Un avis de l’AHA accepte de manger du cholestérol avec modération

Manger trop de cholestérol peut avoir des effets cardiaques néfastes, mais manger des quantités modestes d’aliments contenant du cholestérol dans le cadre d’une alimentation globale saine pour le cœur est acceptable, selon un nouvel avis scientifique sur le cholestérol alimentaire et le risque cardiovasculaire publié par l’American Heart Association (AHA).
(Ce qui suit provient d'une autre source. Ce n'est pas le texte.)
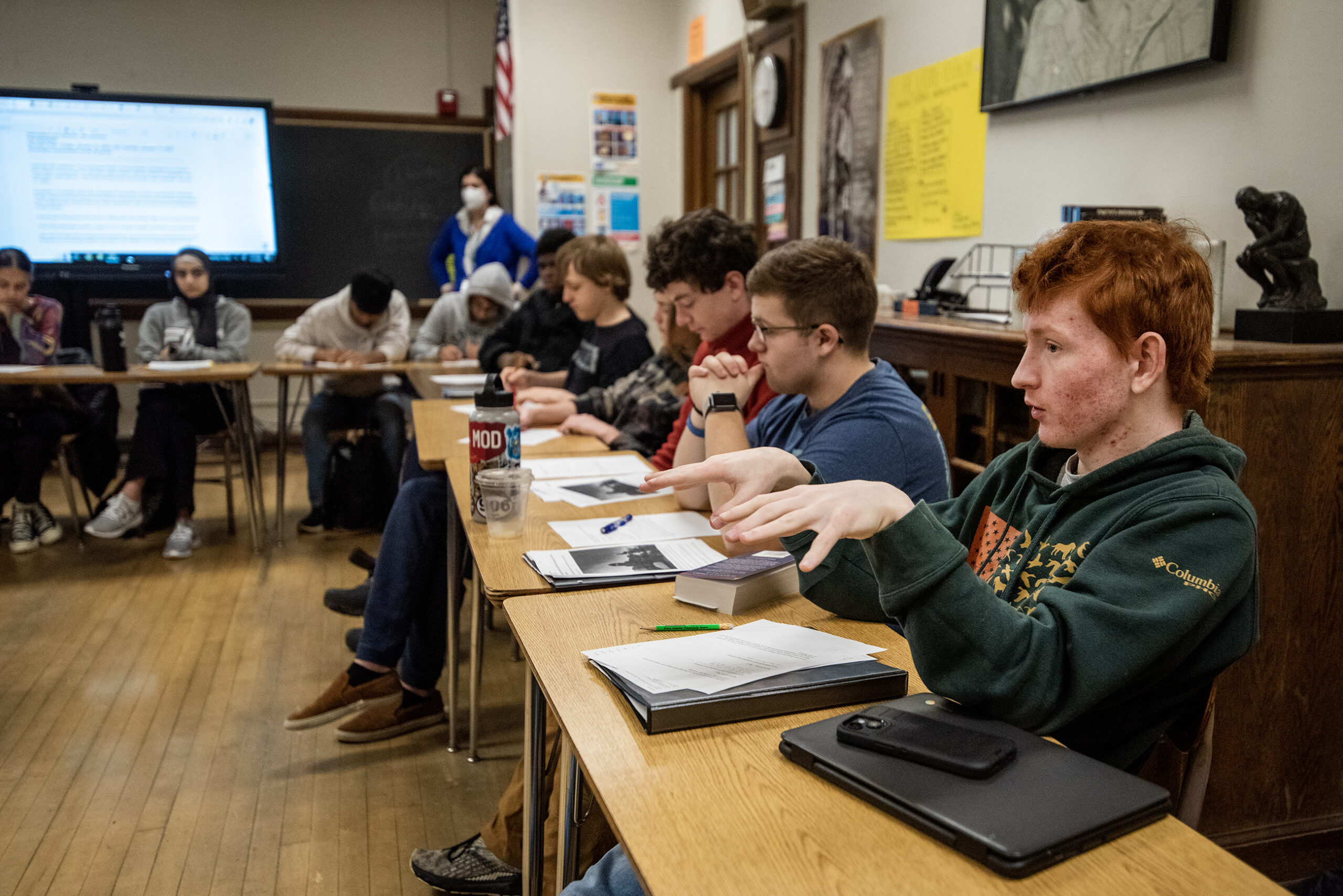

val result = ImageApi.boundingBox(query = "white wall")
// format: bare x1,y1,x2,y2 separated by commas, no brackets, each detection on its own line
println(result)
676,0,1343,325
510,0,685,333
0,0,494,115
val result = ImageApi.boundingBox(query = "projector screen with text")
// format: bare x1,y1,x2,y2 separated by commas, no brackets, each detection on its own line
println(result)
0,95,276,263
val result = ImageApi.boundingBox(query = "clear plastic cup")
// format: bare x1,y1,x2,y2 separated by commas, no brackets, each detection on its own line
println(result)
475,467,532,539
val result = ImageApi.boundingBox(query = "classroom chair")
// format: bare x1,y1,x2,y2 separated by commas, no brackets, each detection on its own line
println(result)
1137,684,1217,830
« Nous avons entrepris la rédaction de cet avis motivé en partie par le fait que les Dietary Guidelines for Americans (DGA) de 2015 disaient que le cholestérol n’était pas un nutriment préoccupant parce que l’apport de l’Américain moyen se situait à un niveau approprié », a déclaré à theheart.org | Medscape Cardiology Jo Ann Carson, PhD, RDN, professeur de nutrition clinique à l’University of Texas Southwestern Medical Center à Dallas et présidente du comité consultatif scientifique de l’AHA qui a élaboré l’avis.
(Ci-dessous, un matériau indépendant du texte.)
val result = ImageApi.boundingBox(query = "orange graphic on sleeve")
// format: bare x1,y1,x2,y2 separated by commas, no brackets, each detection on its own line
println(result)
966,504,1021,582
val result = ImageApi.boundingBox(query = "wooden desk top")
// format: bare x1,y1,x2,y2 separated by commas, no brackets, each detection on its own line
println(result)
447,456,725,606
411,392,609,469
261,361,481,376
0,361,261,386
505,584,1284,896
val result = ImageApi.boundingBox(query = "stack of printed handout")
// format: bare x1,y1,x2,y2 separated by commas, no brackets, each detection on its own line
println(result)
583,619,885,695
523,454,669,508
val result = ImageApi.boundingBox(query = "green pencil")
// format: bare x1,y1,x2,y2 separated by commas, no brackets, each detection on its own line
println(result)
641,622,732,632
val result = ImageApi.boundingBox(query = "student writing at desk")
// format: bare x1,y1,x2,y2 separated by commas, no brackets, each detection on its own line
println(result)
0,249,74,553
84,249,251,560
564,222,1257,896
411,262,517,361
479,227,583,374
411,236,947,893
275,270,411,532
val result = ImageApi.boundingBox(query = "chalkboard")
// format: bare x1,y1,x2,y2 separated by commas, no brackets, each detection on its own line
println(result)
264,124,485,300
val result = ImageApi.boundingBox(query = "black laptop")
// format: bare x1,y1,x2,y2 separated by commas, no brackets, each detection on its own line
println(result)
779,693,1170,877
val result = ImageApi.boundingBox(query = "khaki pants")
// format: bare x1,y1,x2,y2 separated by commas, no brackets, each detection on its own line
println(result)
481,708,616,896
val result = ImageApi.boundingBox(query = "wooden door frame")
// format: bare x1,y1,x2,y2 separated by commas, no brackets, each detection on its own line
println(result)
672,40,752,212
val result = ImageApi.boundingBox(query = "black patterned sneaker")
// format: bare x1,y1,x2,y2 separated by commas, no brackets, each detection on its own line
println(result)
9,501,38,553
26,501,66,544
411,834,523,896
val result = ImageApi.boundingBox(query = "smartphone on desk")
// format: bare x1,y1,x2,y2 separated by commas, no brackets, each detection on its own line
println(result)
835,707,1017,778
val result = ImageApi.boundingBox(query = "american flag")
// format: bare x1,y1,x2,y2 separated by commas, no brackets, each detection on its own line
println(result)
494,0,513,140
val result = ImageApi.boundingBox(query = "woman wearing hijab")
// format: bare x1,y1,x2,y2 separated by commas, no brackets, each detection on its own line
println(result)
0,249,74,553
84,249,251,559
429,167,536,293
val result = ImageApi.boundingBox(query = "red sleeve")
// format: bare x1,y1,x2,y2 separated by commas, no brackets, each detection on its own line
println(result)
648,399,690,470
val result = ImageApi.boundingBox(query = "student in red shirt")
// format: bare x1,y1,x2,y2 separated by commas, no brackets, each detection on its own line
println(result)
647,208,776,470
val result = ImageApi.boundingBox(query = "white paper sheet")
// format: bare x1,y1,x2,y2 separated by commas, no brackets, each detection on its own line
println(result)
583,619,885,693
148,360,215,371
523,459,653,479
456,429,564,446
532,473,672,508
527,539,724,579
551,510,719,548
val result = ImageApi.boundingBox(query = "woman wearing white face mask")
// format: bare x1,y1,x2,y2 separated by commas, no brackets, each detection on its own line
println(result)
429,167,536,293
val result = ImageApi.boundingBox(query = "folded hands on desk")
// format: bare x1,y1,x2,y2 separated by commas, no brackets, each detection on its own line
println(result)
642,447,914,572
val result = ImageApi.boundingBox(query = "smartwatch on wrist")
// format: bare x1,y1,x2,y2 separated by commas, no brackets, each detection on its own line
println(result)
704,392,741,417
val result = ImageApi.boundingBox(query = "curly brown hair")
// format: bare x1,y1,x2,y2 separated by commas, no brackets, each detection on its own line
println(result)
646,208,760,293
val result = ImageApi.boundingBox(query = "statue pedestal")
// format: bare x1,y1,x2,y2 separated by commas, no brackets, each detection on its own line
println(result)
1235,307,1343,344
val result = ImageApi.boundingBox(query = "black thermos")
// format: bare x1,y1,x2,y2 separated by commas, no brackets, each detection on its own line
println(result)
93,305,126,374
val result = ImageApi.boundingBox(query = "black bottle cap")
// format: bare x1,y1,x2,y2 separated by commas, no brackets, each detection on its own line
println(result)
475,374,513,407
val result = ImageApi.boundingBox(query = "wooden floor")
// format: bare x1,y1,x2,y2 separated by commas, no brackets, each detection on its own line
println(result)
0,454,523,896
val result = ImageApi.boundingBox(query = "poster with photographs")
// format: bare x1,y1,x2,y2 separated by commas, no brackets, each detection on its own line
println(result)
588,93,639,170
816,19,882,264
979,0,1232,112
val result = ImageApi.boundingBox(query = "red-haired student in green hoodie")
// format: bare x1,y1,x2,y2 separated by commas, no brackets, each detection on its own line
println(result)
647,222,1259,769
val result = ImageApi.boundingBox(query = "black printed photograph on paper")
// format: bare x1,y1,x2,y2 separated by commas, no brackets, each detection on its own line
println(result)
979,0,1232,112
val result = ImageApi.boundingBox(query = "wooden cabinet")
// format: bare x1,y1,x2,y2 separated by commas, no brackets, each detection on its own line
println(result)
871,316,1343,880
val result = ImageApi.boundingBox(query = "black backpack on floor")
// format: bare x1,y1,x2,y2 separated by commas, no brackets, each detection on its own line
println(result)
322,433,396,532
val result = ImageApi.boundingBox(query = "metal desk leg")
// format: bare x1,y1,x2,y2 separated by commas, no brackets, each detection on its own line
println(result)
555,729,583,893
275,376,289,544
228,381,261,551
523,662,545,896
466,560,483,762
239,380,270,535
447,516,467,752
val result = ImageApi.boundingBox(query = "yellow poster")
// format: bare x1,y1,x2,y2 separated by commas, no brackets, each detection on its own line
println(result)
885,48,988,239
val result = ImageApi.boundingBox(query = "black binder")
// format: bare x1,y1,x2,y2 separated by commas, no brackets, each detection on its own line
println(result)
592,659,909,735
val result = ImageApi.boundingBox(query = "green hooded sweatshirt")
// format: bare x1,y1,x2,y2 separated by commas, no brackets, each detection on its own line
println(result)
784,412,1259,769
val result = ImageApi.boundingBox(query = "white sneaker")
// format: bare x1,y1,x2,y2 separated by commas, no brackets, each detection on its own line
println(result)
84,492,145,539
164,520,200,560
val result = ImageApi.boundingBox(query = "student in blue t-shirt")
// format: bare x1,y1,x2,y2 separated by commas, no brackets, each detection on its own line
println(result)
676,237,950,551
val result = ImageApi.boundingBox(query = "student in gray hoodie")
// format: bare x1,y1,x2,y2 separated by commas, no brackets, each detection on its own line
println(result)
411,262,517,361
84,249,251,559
« Nous avons examiné des études d’observation et d’autres études qui contrôlent les variables, et bien que les résultats des différentes études soient variés à coup sûr, lorsque vous reculez et regardez la situation dans son ensemble, cela indique que le cholestérol alimentaire a de l’importance », a-t-elle déclaré.

« Si les gens suivent un modèle alimentaire sain pour le cœur, comme le régime méditerranéen ou le régime DASH (Dietary Approaches to Stop Hypertension), dans lequel leur assiette est à moitié remplie de fruits et de légumes qui ne sont pas enrobés d’aliments d’origine animale, vous garderez votre cholestérol alimentaire dans la fourchette appropriée et comparable à ce que l’Américain moyen mange aujourd’hui », a ajouté Carson.
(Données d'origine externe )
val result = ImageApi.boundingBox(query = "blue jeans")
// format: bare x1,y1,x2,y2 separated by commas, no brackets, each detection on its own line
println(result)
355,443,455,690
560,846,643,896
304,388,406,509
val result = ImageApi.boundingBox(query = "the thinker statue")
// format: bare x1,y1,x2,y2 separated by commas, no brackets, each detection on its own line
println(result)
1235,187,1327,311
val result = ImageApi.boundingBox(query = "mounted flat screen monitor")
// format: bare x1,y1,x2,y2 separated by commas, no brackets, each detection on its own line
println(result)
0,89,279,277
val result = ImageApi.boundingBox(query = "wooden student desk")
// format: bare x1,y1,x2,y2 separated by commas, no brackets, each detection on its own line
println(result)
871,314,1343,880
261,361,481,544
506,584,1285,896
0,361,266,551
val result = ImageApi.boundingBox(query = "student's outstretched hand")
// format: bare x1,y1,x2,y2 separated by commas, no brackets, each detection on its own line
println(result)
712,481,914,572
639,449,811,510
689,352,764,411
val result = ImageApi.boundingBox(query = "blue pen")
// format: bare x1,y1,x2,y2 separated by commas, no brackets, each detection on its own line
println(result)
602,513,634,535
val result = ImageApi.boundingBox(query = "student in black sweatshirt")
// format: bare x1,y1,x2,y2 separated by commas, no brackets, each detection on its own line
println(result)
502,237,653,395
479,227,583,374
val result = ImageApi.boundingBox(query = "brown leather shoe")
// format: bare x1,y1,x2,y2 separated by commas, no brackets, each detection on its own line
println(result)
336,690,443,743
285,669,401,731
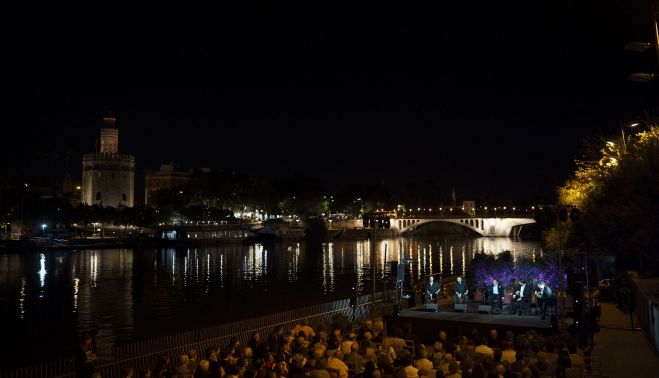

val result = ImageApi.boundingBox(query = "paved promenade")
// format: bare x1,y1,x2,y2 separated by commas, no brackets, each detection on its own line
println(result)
593,302,659,378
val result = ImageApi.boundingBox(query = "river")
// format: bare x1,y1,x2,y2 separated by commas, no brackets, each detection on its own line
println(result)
0,237,542,367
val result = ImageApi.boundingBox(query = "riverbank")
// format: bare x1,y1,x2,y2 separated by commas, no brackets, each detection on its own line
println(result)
0,229,399,253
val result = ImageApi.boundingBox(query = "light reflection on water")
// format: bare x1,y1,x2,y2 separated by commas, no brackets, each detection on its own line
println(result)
0,238,542,370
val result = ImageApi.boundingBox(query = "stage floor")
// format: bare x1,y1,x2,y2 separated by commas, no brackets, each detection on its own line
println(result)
400,307,551,328
385,304,556,345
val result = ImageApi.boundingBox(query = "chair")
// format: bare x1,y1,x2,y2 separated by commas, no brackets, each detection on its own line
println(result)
501,294,513,312
474,290,485,303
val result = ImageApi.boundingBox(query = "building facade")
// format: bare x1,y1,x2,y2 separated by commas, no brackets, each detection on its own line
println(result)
82,116,135,207
144,163,192,205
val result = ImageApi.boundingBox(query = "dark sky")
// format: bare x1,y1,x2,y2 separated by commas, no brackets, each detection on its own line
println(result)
5,0,656,200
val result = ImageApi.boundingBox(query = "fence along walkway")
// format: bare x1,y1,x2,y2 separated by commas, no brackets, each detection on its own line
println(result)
0,293,382,378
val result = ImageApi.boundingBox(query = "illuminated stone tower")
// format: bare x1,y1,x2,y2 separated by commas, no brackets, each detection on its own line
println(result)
82,115,135,207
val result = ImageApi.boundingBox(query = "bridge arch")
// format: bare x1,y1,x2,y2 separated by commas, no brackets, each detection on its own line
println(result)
392,218,535,236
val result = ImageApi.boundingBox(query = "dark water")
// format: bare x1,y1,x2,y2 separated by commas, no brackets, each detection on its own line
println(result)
0,238,542,367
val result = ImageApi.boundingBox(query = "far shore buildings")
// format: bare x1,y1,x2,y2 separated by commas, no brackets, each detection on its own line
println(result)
144,163,192,205
82,115,135,207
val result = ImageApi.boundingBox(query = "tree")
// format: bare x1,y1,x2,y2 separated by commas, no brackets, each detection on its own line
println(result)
559,120,659,271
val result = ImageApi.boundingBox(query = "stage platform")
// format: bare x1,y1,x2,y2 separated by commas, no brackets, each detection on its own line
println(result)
385,303,556,344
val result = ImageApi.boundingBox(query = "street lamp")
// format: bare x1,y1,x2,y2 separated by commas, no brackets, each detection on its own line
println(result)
625,4,659,83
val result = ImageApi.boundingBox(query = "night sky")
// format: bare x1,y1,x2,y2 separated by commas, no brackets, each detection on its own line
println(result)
5,0,657,204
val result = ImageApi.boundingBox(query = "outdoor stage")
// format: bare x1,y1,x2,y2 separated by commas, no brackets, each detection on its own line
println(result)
385,304,555,344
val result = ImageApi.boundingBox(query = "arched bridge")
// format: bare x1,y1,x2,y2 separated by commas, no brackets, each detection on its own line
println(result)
391,217,535,236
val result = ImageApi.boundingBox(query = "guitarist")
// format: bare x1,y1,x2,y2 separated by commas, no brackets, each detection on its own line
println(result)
535,281,555,319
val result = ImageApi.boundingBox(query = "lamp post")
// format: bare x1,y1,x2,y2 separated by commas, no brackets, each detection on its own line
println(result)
625,3,659,83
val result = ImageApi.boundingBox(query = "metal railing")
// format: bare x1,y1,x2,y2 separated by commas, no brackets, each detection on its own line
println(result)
0,293,383,378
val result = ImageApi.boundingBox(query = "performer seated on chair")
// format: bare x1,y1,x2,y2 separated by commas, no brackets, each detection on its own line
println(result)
535,281,555,319
426,276,439,302
453,276,469,304
487,278,503,310
513,278,531,315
L’avis a été publié en ligne le 16 décembre dans la revue Circulation.

Question controversée

Historiquement, le conseil offert par les directives nutritionnelles pour réduire le risque de maladie cardiovasculaire (MCV) était de limiter le cholestérol alimentaire. Cependant, les lignes directrices contemporaines pour la réduction du risque de MCV, y compris les lignes directrices sur le mode de vie pour la réduction du risque cardiovasculaire de l’AHA/ACC de 2013 et les lignes directrices sur la gestion du cholestérol de 2018 de plusieurs sociétés ne comprenaient pas de limites spécifiques sur la consommation de cholestérol.

Et bien que la ligne directrice de 2019 de l’ACC/AHA sur la prévention primaire des maladies cardiovasculaires ait déclaré que  » des quantités réduites de cholestérol et de sodium peuvent être bénéfiques pour diminuer le risque de MCV athérosclérotique « , elle n’a pas suggéré de paramètres spécifiques. De même, le DGA 2015-2020 n’a pas inclus de limites sur la quantité de cholestérol pouvant être consommée.

Les « incohérences dans la base de données probantes » ont conduit à la question controversée de savoir si le cholestérol alimentaire devrait être une « cible pour la prévention et la gestion des MCV », ont observé les auteurs.

Après la publication de la DGA de 2015, « certaines personnes ont commencé à faire du « pognon », à manger 6 œufs par jour, et nous avons reçu des questions sur l’importance du cholestérol alimentaire », a raconté Carson.

Le comité consultatif scientifique a donc examiné les études clés ainsi que « les questions méthodologiques qui contribuent à la controverse continue sur ce sujet, y compris les questions sur l’impact de la consommation d’œufs. »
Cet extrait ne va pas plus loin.